Today’s title is brought to you by: It’s Fun to Say It. That’s the kind of dorky title one can only expect of a Shakespearean actor. We were having a conversation about which of our lines are most fun to say, and I think Evan pretty much trumped us all with “..but in gross brain little wots / What watch the King keeps to maintain the peace.” And that’s coming from someone who gets to say “No, thou proud dream / That play’st so subtly with a king’s repose” within the very same speech. That Shakespeare—holy wow, he’s good. The result of the conversation is that I’ve had the “little wots what watch” line stuck in my head like a song.
Aaaand that’s the kind of dorky introductory paragraph one can only expect from a Shakespearean actor. Perhaps more specifically, one who calls themself a ‘Nerd’ within the title of their own blog.
Cullowhee, North Carolina, September 18:
The campus of West Carolina University was nestled in the middle of the mountains, which made for a beautiful and slightly nauseating drive, the former due to the plunging gullies spattered with light filtered through ivy-covered cathedrals of the trees, and the latter due to the hair-pin turns. The campus was also gorgeous, and I had fleeting visions of how lovely it would have been to walk to class every day against the backdrop of the mountains, until I remembered that my Role is Absurd City Girl, and all told, I’d really rather walk to class against the backdrop of A Thai Restaurant Somewhere in a Three-Mile Radius.
And as Absurd City Girl, I have to say that I found the university’s theatre almost as beautiful as the landscape. For those Boston folk who are kind enough to be reading this, the theatre reminded me a little of the Wimberley theatre in aesthetics, only about twice as big, and with better acoustics. The stage was large enough that we had three or four rows of audience members on either side, on fancy risers, and the dressing rooms were about the size of a few of our performance areas at other venues. Some very kind people also gave us technical help, which was perhaps necessary in such a state-of-the-art theatre. For it is frequently pointed out from one troupe member to another, on the occasion of someone breaking something, that THIS is why actors cannot have nice things. Or at least, we cannot.

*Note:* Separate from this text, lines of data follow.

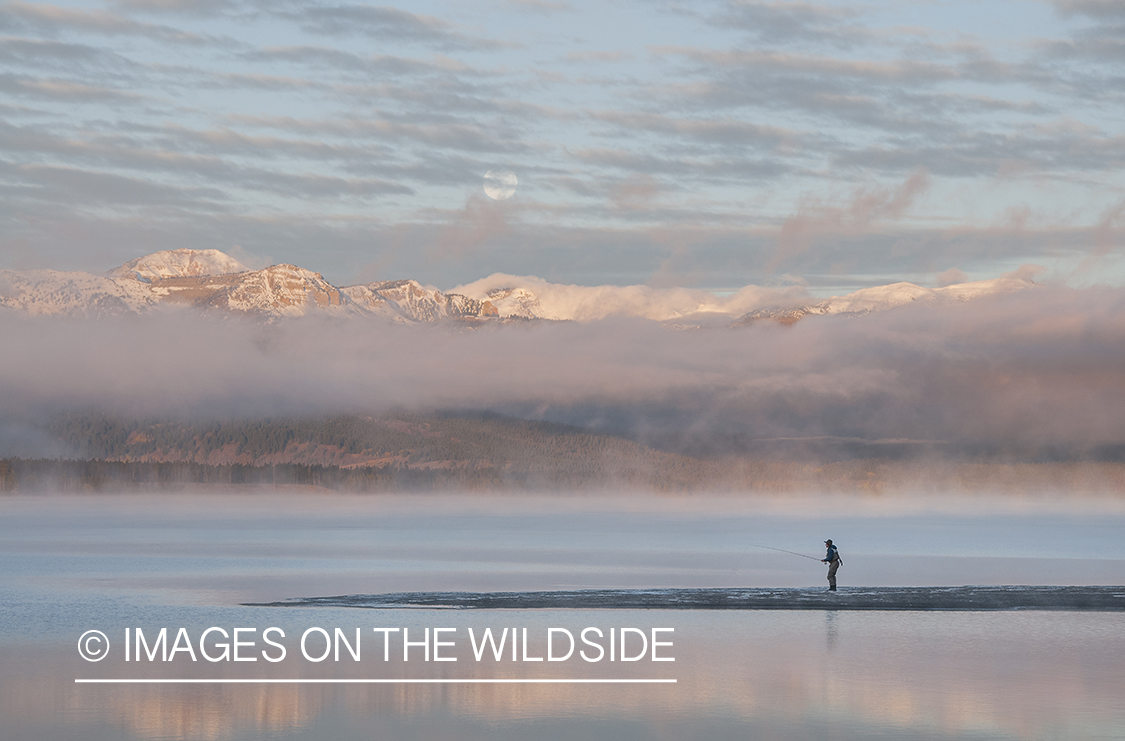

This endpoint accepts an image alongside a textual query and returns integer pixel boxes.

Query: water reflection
[0,611,1125,741]
[0,497,1125,741]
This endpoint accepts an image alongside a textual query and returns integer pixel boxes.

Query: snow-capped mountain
[0,270,159,316]
[108,250,250,283]
[341,280,498,322]
[736,275,1035,324]
[0,250,1034,326]
[150,264,359,316]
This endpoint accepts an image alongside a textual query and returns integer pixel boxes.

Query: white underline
[74,679,676,685]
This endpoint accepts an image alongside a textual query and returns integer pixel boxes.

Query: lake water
[0,494,1125,740]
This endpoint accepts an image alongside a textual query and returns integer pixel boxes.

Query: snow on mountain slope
[453,273,803,322]
[341,280,497,322]
[738,275,1035,324]
[0,270,156,317]
[108,250,250,283]
[0,250,1034,327]
[150,264,361,317]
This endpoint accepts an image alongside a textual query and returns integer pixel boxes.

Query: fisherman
[820,539,844,591]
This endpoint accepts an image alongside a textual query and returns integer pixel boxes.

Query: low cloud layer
[0,287,1125,458]
[0,0,1125,289]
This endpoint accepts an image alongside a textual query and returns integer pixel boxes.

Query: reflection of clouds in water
[8,611,1125,741]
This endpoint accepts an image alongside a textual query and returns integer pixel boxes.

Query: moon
[485,170,520,200]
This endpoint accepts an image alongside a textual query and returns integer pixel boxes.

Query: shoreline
[242,586,1125,612]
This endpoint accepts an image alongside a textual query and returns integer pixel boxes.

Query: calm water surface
[0,495,1125,740]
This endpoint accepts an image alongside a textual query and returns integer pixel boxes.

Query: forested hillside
[0,414,1125,494]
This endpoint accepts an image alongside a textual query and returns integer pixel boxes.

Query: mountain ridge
[0,250,1036,328]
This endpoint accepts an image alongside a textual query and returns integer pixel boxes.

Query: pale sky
[0,0,1125,293]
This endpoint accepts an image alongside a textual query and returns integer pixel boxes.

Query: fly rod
[747,543,821,561]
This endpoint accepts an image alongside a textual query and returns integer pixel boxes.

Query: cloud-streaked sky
[0,0,1125,292]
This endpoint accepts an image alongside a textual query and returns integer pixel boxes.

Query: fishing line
[747,543,821,561]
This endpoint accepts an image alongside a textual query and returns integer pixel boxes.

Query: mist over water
[0,494,1125,740]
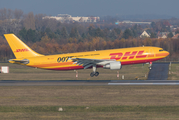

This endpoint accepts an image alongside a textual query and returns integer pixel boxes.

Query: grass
[0,63,179,120]
[0,63,149,80]
[0,86,179,120]
[168,64,179,80]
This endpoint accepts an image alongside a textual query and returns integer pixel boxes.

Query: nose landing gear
[90,65,99,77]
[90,72,99,77]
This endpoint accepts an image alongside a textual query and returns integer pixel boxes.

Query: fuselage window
[159,49,164,52]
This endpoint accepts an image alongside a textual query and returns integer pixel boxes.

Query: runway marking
[108,83,179,85]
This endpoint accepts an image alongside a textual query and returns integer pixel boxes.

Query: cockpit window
[159,49,164,52]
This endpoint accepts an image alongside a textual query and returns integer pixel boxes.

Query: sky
[0,0,179,18]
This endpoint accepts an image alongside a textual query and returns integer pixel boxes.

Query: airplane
[4,34,169,77]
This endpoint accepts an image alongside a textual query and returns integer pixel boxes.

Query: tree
[123,29,133,39]
[14,9,23,20]
[150,32,157,38]
[61,27,68,38]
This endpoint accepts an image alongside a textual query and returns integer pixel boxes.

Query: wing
[71,58,116,69]
[9,59,29,64]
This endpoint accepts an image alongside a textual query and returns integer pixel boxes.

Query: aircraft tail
[4,34,43,59]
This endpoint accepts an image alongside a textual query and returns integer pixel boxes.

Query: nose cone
[165,51,170,57]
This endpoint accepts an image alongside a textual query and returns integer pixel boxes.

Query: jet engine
[103,62,122,70]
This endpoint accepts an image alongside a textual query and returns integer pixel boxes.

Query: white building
[140,31,150,38]
[42,14,100,22]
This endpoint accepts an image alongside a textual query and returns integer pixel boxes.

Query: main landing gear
[90,65,99,77]
[149,62,152,70]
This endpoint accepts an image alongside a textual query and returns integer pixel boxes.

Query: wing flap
[71,58,116,69]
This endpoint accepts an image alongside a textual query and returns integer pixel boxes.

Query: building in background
[42,14,100,22]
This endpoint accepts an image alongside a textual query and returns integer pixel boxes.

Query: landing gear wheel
[90,72,95,77]
[94,72,99,76]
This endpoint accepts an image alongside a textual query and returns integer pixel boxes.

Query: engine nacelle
[103,62,122,70]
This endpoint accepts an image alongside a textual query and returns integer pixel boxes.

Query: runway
[0,80,179,86]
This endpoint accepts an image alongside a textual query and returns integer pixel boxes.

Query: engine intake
[103,62,122,70]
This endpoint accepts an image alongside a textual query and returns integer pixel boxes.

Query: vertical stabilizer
[4,34,43,59]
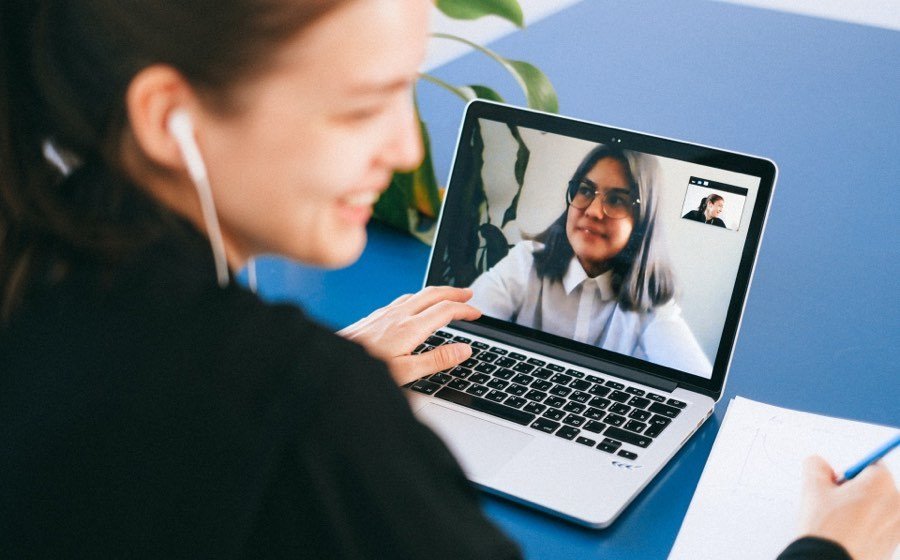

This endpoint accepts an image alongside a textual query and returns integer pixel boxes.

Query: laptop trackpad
[416,403,534,480]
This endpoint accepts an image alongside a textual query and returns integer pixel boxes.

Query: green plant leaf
[506,60,559,113]
[432,33,559,113]
[435,0,525,27]
[459,84,504,103]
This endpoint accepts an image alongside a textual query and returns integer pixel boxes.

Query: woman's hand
[338,286,481,385]
[800,457,900,560]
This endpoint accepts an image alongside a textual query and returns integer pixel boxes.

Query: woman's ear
[125,64,196,170]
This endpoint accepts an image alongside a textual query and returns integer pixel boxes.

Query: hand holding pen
[800,435,900,560]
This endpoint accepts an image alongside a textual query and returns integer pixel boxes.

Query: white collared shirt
[469,241,712,378]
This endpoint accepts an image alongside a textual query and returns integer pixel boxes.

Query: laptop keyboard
[404,331,687,460]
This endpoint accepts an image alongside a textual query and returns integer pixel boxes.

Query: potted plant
[375,0,558,256]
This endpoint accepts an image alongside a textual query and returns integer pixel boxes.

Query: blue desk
[250,0,900,559]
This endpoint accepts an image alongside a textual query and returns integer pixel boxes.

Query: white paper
[669,397,900,560]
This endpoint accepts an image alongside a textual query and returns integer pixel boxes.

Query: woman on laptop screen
[471,145,712,377]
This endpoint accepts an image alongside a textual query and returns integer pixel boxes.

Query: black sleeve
[778,537,853,560]
[241,324,520,560]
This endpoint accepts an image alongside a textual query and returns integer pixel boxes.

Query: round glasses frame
[566,180,641,220]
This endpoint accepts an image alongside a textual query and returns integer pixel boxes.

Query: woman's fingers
[399,286,472,315]
[388,343,472,385]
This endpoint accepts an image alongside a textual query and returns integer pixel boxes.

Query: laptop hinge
[450,321,678,393]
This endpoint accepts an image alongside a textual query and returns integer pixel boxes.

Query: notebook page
[669,397,900,560]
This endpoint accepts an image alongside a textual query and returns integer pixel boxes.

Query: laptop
[406,100,777,528]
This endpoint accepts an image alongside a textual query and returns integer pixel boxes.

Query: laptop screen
[428,102,774,394]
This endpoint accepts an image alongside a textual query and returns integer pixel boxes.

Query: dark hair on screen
[697,193,725,214]
[0,0,345,324]
[534,144,675,311]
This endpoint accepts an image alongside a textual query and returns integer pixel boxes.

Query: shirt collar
[562,257,613,301]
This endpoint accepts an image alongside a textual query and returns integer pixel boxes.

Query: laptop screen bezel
[425,100,777,399]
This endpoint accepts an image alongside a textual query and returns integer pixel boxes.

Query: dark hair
[534,144,675,311]
[697,193,725,214]
[0,0,345,323]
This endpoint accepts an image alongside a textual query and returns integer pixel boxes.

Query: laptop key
[531,379,553,392]
[541,408,566,420]
[468,385,489,400]
[513,373,534,385]
[588,397,612,410]
[569,379,591,391]
[584,420,606,434]
[628,408,651,422]
[556,426,581,440]
[569,391,591,403]
[623,420,647,434]
[647,403,681,418]
[487,379,509,389]
[428,372,453,385]
[522,402,547,414]
[603,426,653,447]
[544,397,566,408]
[531,418,559,434]
[563,401,586,414]
[447,378,470,391]
[550,385,572,397]
[513,362,534,373]
[506,383,528,397]
[609,403,631,416]
[628,397,653,408]
[469,373,491,385]
[410,379,441,395]
[491,356,519,367]
[503,395,528,408]
[478,352,500,363]
[475,363,497,373]
[588,385,611,397]
[435,387,535,426]
[584,407,606,420]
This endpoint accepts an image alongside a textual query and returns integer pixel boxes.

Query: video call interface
[440,119,760,379]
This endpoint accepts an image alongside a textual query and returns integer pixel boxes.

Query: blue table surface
[248,0,900,559]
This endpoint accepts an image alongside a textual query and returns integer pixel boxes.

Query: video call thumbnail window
[440,119,759,379]
[681,177,749,231]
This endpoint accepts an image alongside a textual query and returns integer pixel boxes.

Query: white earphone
[166,109,229,288]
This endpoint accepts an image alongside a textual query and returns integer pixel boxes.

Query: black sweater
[0,164,856,560]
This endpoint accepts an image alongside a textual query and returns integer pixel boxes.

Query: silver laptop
[407,100,777,528]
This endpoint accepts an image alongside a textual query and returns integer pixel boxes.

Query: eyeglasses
[566,179,641,220]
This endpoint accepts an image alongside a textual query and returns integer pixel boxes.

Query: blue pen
[836,434,900,484]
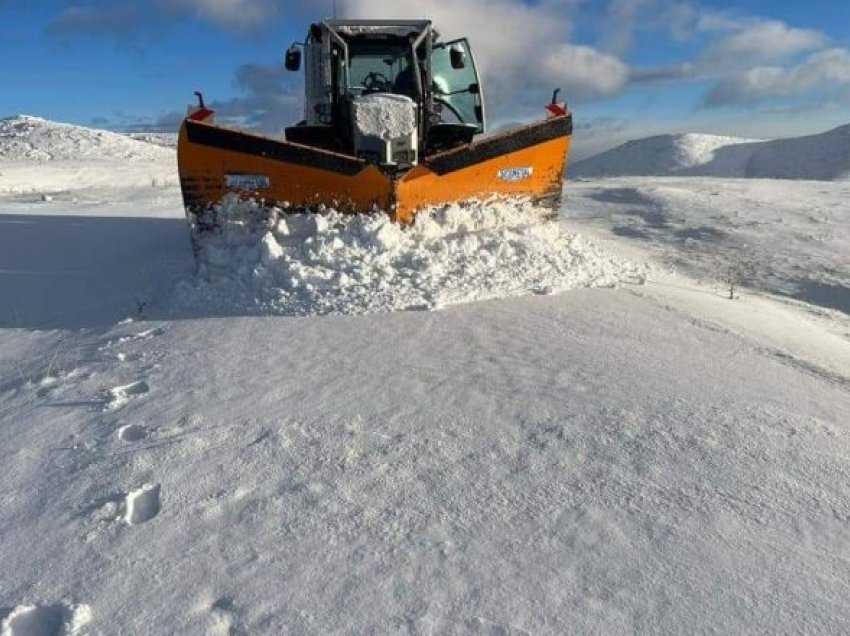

The audience was equally large and enthusiastic, filling up all the seats on stage and the vast majority of the orchestra, which I estimate must have been at least 500-600 people. I felt a little overwhelmed by the numbers when they all immediately rose to their feet curtain call, and it hit us like a sudden and vast wave of the ocean. Our subsequent performances of Merchant have always gotten standing ovations, as well, and it doesn’t cease to amaze and delight me. I thought the show was at least a little improved over the previous night (which wasn’t bad), with the possible exception of the heartbreakingly gorgeous “Fancy Bred” song composed by Chris Johnston, which I continue to heartbreakingly mangle to his unspoken but patient chagrin.
I had also attended the workshop that afternoon, so it was great fun to see a lot of those faces in the audience in the evening. I felt a little guilty that the same poor boy whom I had ‘rejected’ in the Actions Game portion of our workshop was also picked out by Ms. Ginna Hoben as one of the suitors (Faulconbridge, if I recall correctly), so I had to reject him twice. It was, however, a good and no doubt purposeful choice on Ginna’s part because he was wearing a bandana tied around his head, which gave me something to reference when I talk about his bonnet. Ginna is amazing for 8.7 billion different reasons, one of them being that she always seems to single out the one person in the audience with some kind of head accoutrement.
We stayed in a lovely guest house on campus; my own room was only amusing in so far as Johnston had selected it himself, and it was clearly the Pretty as a Princess Room of the house, with matching four-poster beds with rose coverlets. However, the guest house remains memorable chiefly because Evan and Ginna were given a room in which the two single beds were placed about six inches apart. I pointed out that it was like the bedroom of a mom and dad in a 1950s television show, with the upshot that the two decided to call themselves Mama Bear and Papa Bear. The most amusing part of the story, notwithstanding Ginna’s impression of herself sleeping stick-straight in fear of moving, is that Mama Bear accidentally locked Papa Bear out of the guest house whilst she was in the shower, and the rest of the Berenstein Eloquence Troupe was out on the habitual fool’s errand of trying to find somewhere that will serve both food and beverage after 11 o’clock at night.
Oh la mia Frave – How I love to read your little blog. I hope you are having a grand adventure on your tour. I have read a book recently that reminds me of you – it is good to read both the book and the blog and to be thinking of you often. Much love!